That "selling a copy" did not stop working. Even with piracy, which has been around a lot longer than 10 years, it generates billions in revenue. It's more that it doesn't work for them in terms of the strict control they would like to have over your use of it. But for a sale, protecting a copyright and controlling use may overlap to a certain extent, but are very different things.
Copyright is not impossible to enforce to a reasonable extent. A system where revokable keys to copyrighted content would have to be provided to anyone able to pay some reasonable fee. Their device or application would stand up to a court assessment similar to the betamax and limewire cases (including risk for damages if it doesn't), and revokable keys would make such rulings enforceable enough. That would be enforcing copyright.
Licensing the ability to make devices that can access peoples' purchased content on the conditions that they will only function as content holders see fit is controlling use.
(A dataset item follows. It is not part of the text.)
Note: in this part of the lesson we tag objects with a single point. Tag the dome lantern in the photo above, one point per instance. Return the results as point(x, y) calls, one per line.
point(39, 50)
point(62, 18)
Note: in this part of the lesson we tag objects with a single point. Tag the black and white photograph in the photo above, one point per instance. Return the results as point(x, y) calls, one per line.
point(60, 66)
That this scheme effectively supersedes any rights that a purchaser might legally have and, more than anything, I think has signified the shift to what could be described as an "Imaginary property" model. Since this model became prevalent with the rise DVD 10 years ago, that would coincide with your estimate.
I don't really see those "free as in beer" people as being all that different from the MPAA/RIAA. They both think they can define what property really means on the basis of the beliefs that suit them, actual laws (hopefully made without corrupting influences) that define such things and related rights be damned. They are just on the other side of the same coin.